2. Find the two real numbers whose sum is 24 and whose product is a maximum.
3. The perimeter of a rectangle is 38m. Find the dimensions of the rectangle that will contain the greatest area.
4. The longer leg of a right triangle is 2cm more than twice the shorter leg. Find the measure of each leg of the triangle with the smallest possible area.
5. Alex has 20m of barb wire to fence a rectangular lot. What are the dimensions of the lot that will contain the maximum area?
6. A cellular phone store can sell 1000 phone kits per month for P5000 each. Research indicates that the store can sell 50 more kits per month for each P100 decrease in price. What price per kit will give the greatest monthly sales? What is the sales amount?
I hope you can answer this one.

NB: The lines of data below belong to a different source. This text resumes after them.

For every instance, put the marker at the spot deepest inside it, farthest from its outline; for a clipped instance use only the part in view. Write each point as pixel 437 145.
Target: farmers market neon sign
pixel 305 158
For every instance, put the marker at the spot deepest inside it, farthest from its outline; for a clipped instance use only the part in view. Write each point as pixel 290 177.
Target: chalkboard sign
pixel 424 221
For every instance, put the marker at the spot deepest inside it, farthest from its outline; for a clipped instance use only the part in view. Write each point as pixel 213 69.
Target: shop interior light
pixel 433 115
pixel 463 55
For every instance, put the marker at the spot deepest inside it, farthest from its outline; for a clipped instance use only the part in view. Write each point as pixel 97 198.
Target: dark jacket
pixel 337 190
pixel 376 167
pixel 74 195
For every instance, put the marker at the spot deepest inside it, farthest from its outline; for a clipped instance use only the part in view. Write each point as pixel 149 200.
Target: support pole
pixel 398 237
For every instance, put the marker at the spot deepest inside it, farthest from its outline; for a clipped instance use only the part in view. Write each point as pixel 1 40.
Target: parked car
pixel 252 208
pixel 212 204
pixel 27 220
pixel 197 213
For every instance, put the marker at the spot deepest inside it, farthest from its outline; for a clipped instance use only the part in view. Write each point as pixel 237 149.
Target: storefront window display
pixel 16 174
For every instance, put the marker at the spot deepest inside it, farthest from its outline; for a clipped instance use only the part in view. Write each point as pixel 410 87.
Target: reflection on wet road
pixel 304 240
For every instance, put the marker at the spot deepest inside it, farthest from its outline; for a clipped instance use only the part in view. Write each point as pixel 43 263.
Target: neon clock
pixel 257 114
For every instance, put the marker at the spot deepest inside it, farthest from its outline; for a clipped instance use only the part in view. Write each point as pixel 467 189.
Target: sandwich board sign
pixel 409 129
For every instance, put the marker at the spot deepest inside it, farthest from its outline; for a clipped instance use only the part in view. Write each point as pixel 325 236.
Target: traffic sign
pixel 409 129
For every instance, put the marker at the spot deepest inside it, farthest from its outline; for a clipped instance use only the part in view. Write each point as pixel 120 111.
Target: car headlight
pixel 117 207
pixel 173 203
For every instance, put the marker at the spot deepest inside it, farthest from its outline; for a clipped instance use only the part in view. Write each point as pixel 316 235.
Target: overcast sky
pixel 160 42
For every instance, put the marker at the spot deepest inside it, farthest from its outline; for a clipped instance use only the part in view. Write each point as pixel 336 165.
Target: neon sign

Thank you.
I'm from the PH btw. =)
Answer
1. x+y=18, so y=18-x; maximize f(x) = x(19-x) = 19x - x² by solving f'(x) = 0.
2. x+y=24, so y=24-x; maximize f(x) = x(24-x) = 24x - x² by setting f'(x) = 0.
3. Perimeter = 2W + 2L = 38cm so W+L=19, W=19-L;
put that in area A = WL and get A=(19-L)L, so A=19L-L².
4. Two sides a right triangle are L and S, and L = 2 + 2S = 2(1+S), all in centimeters.
Area A = LS/S, substitute L = 2(1+S) in and get A = (1+S)S, so A(S) = S + S².
Find A'(S), set to 0, solve for S, add 1, multiply by 2, and you have L too.
5. For Alex, let the lot be the sides be L and W.
The total fences is 2L + 2W = 20, all in meters.
This means that L + W = 10, so L = 10 - W.
Since the area A = LW, put in L and get A(W) = (10-W)W = 10W - W².
Set A'(W) = 0, solve for W, rememer L = 10 - W, and there you have L and W.
6. N = 1000 phone kits, P = 5000 each, cash C = NP.
Research indicates that N has 50 more for each 100 decrease in P.
That is an increas in N of 1 for each decrease in P of 2.
This says we should take C = (N+x)(P-2x) = NP + xP - 2Nx - 2x².
Thus, if C(x) = NP + xP - 2Nx - 2x², C'(x) = P - 2N - 4x. This gives x = (2N-P)/4.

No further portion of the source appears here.